Ever since then, and probably before, one of the most common stock characters in American stories is the rustic who, with simple wisdom, expresses what the scholar, blinded by his “superior” knowledge, cannot see. From “Where’s the beef?” to the Carl character in the movie “Sling Blade,” it seems that we’re surrounded by simpletons who are capable of seeing the truth and saving the day, provided that all the eggheads stop droning long enough to listen.

Now, I’d be the last to say that wise words never come from the mouths of babes. But it seems the observation has gone to seed. Ignoring the truth that even a dead clock tells the right time twice a day, American culture seems persuaded that dumber is not only easier, it‘s better! And besides, who wants to be that other stock character of American myth: the “educated idiot”?
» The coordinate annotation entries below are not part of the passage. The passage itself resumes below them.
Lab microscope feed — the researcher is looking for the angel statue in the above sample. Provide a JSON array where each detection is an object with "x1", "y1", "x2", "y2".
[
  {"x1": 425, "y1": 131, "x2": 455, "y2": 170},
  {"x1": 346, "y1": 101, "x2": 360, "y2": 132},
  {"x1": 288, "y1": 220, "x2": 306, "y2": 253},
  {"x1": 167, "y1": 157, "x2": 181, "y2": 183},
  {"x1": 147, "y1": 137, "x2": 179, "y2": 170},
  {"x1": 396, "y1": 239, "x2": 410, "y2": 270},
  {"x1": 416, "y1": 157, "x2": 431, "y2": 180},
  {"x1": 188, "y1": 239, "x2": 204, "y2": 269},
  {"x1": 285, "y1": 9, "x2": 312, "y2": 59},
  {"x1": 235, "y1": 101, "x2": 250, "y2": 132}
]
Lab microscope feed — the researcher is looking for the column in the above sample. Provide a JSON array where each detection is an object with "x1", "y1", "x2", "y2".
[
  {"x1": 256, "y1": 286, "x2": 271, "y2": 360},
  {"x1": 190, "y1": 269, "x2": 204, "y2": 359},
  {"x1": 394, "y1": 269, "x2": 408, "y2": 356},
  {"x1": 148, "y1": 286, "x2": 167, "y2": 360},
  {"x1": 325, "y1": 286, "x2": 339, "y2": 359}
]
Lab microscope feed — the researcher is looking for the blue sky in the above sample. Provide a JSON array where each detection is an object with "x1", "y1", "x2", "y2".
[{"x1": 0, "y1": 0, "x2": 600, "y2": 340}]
A caveat: I’ve noticed that all such prejudice against expertise fades away once the chips are down and a genuine expert is required. Ask, for example, a well-trained locksmith who’s opened a car with an infant inside on a hot summer day.

To the McGrath book:

“The opening of the third chapter of Matthew’s gospel tells of how John the Baptist appeared in the wilderness of Judea, and proclaimed the need for repentance on the part of his audiences. The Vulgate [Jerome’s translation of the Bible into common Latin, FB] offers the following account of the ministry of John (Matthew 3:1-2):

In those days, John the Baptist came, preaching in the wilderness of Judaea, and saying: ‘Do penance, for the kingdom of heaven is close at hand.’

Few of the late medieval readers of this text could miss the implications of what was being said, given the highly developed theory and practice of penance of the ear. John seemed to be demanding that they ‘do penance’—that is to say, to find a priest, confess their sins, and carry out any acts of penance this priest might require of them. The Vulgate version of the passage suggested that John’s words were firmly connected to the penitential system of the Church, so that this network of penitence was sanctioned by Holy Writ.”

McGrath goes on to explain how, in the Desiderius Erasmus (1466-1536) discovered that the Greek original of the passage didn’t have John saying “Do penance,” but rather “Repent!” The prophet was demanding an inward change of mind and heart, which would certainly lead to a changed way of life. But “Do penance”? The biblical text nowhere suggests that anyone do that. But if it weren’t for scholarship, such common knowledge would not be known.

No, not every insight is so revolutionary. But unless people dig, nothing ever gets discovered. What would we be missing without scholarship? We wouldn’t know. I’m glad we do. Study on.